Au niveau cérébral, ces découvertes se traduisent, chez les individus violents de type proactif, par l’hypo-réactivité d’une structure centrale pour les émotions, l’amygdale. Chez les individus violents de type réactif, on observe au contraire une hyper-réactivité de cette même structure. Poursuivant une piste de recherche prometteuse, un groupe de recherche a même montré qu’une stimulation électrique douce du cortex préfrontal antérieur permettait de réduire les niveaux d’agression proactive, mais qu’elle restait sans effet sur les niveaux d’agression réactive. 

L’amygdale, structure clé des émotions - Anatomography © Wikimedia Commons/CC L’amygdale, structure clé des émotions - Anatomography © Wikimedia Commons/CC

Etant donné que la stimulation du cortex préfrontal antérieur modifie aussi la manière dont les individus perçoivent les relations de dominance entrenues avec autrui, ces résultats renforcent peut-être le lien entre violence proactive et quête de statut social (voir aussi la thèse soutenue par l’auteur du présent blog, PDF, p. 241-246).

Sera-t-il un jour possible par cette technique de prévenir les dérives en traitant précocément les auteurs d’actes violents ? Des essais cliniques répondront peut-être à cette question dans les deux décennies à venir. En attendant, il faut garder à l’esprit que la visibilité des études en laboratoire est limitée, puisque les protocoles expérimentaux les plus « violents » utilisent seulement des petits chocs électriques, de faible intensité et sans conséquences.

Syndrome E, amphétamines et psychopathie

Il y a presque 20 ans, le neuroscientifique Itzhak Fried proposait déjà que les individus capables de tuer froidement se démarquent moins par un raisonnement dysfonctionnel que par une «  fracture cognitive  » entre processus émotionnels et décisionnels [PDF]. Cette fracture aboutirait à ce que Fried a appelé le «  Syndrome E  » apparenté à la psychopathie, qui mêle disparition de l’empathie et diverses modifications émotionnelles.

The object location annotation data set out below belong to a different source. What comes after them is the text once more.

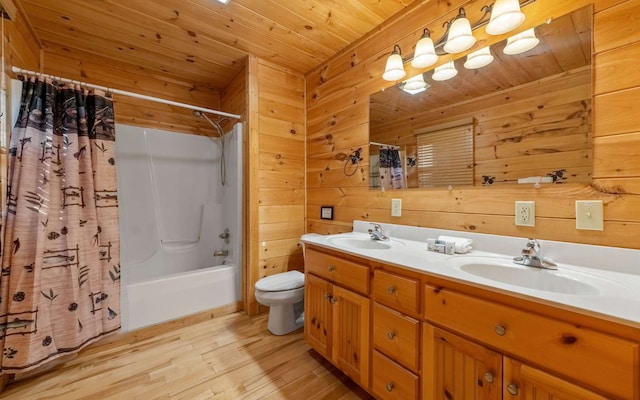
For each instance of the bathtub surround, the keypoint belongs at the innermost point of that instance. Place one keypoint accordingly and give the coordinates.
(174, 210)
(60, 282)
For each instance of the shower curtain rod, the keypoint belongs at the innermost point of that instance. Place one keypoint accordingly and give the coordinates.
(393, 146)
(17, 70)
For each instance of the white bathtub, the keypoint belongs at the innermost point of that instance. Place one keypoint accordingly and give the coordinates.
(178, 295)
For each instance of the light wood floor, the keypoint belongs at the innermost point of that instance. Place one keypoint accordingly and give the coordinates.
(229, 357)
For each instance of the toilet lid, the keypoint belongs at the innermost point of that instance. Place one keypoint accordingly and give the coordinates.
(282, 281)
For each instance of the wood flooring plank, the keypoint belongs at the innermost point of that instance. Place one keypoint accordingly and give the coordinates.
(230, 357)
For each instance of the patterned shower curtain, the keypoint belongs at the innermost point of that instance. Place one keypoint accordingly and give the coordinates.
(391, 172)
(60, 281)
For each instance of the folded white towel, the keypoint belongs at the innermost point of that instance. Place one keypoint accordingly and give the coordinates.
(461, 245)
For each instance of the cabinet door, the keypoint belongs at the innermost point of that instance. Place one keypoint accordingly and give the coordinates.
(351, 317)
(318, 314)
(522, 382)
(457, 369)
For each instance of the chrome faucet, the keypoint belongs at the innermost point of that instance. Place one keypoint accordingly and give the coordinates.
(531, 257)
(376, 233)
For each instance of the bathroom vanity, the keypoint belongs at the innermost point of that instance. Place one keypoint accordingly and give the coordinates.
(405, 323)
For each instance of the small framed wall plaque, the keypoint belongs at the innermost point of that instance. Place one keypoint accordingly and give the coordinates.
(326, 212)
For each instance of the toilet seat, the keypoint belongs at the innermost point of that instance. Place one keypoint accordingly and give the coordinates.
(283, 293)
(281, 282)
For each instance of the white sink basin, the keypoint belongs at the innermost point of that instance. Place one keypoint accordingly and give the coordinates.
(363, 242)
(560, 281)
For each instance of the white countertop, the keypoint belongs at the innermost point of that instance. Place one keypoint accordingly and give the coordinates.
(617, 297)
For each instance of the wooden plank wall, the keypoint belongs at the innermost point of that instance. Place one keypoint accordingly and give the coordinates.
(276, 195)
(531, 130)
(337, 124)
(98, 70)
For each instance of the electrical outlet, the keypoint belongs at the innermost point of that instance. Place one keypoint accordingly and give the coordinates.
(396, 207)
(525, 213)
(589, 215)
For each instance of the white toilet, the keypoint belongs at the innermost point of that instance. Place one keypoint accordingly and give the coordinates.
(283, 293)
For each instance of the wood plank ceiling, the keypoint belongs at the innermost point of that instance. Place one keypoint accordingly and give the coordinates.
(204, 40)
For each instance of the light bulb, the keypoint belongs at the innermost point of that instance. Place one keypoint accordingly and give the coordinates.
(505, 17)
(522, 42)
(425, 54)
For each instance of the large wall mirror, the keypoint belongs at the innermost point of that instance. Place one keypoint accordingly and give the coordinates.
(523, 118)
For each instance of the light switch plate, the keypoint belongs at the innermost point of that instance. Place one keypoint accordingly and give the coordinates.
(525, 213)
(589, 215)
(396, 207)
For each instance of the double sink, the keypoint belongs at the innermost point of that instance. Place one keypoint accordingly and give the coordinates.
(490, 269)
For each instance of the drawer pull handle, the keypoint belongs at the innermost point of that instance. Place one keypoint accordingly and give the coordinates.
(330, 298)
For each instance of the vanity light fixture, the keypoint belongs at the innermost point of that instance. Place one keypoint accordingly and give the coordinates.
(425, 55)
(505, 17)
(415, 84)
(522, 42)
(460, 37)
(500, 17)
(395, 66)
(445, 71)
(478, 59)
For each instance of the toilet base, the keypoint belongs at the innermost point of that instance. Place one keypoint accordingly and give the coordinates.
(284, 319)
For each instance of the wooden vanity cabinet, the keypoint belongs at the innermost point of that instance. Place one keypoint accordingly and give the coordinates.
(553, 356)
(396, 335)
(337, 317)
(524, 382)
(404, 335)
(457, 368)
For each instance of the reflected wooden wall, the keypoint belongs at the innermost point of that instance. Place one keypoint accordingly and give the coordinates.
(531, 130)
(337, 124)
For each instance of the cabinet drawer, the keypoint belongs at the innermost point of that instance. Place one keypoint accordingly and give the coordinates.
(344, 272)
(396, 335)
(597, 360)
(391, 381)
(398, 292)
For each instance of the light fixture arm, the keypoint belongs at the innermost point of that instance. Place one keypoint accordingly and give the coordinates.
(484, 19)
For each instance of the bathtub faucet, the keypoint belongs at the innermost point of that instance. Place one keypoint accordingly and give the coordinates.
(225, 235)
(223, 253)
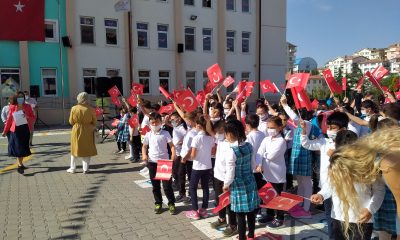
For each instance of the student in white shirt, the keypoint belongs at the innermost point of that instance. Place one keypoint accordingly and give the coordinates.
(156, 142)
(336, 122)
(271, 159)
(202, 145)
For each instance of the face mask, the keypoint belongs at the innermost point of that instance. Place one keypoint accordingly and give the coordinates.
(20, 101)
(220, 136)
(331, 134)
(272, 132)
(155, 128)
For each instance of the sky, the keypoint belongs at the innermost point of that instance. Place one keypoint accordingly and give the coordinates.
(326, 29)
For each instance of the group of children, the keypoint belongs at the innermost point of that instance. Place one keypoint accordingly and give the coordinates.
(225, 145)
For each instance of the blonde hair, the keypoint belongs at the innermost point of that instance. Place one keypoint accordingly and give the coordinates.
(82, 97)
(359, 163)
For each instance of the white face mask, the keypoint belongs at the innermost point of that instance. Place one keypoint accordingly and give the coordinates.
(220, 136)
(331, 134)
(155, 128)
(272, 132)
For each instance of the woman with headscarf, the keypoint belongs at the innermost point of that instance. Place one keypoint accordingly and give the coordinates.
(83, 120)
(19, 121)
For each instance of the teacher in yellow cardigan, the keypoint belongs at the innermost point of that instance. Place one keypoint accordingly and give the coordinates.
(83, 120)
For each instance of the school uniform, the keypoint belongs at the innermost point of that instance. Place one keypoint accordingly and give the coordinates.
(157, 146)
(201, 168)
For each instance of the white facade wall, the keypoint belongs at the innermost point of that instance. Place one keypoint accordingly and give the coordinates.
(99, 56)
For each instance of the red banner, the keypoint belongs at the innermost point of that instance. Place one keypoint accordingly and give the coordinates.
(164, 170)
(22, 20)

D’ailleurs, sans altérer profondément le libre arbitre ou la volonté comme le voudrait un fantasme très répandu, la cocaine et les amphétamines utilisées par certains djihadistes peuvent néanmoins faciliter le passage à l’acte et le sang-froid. En amont de l’acte lui-même, parce qu’ils agissent sur le système dopaminergique et altèrent les activités de l’amygdale, ces psychostimulants miment en quelque sorte la psychopathie et induisent un important narcissisme, une confiance en soi exacerbée, ainsi qu’une sensibilité accrue aux questions de dominance sociale. La rencontre avec ces molécules joue donc peut-être un rôle dans les changements de personnalité qui précèdent ou accompagnent la radicalisation.

Conclusion

Pour conclure, nous espérons avoir montré que la recherche sur les causes du terrorisme, à l’échelle de l’individu et de son groupe social, est possible, souhaitable, et que ses conclusions s’opposent parfois directement à certaines idées préconçues sur le phénomène. C’est pourquoi l’idée selon laquelle les seuls cerveaux qui importent sont ceux qu’il nous resterait à tuer ou à emprisonner est particulièrement mortifère.

En focalisant notre attention sur cet insaisissable «  cerveau des attentats  » qui gambaderait entre les bombes de nos Rafales, nous perdons de vue l’essentiel  : les causes ayant amené des Français à sacrifier leur vie pour punir le peuple auquel ils sont censés appartenir. Tout comme la vraie-fausse «  fermeture des frontières  » actée puis annulée par François Hollande le 13 novembre au soir ou l’ubuesque débat sur la «  déchéance de nationalité  », la traque du «  cerveau des attentats  » s’inscrit dans un subtil jeu de glissements sémantiques qui servent sans doute les ambitions électorales de certains, mais qui s’opposent aussi à une lutte intelligente contre le terrorisme.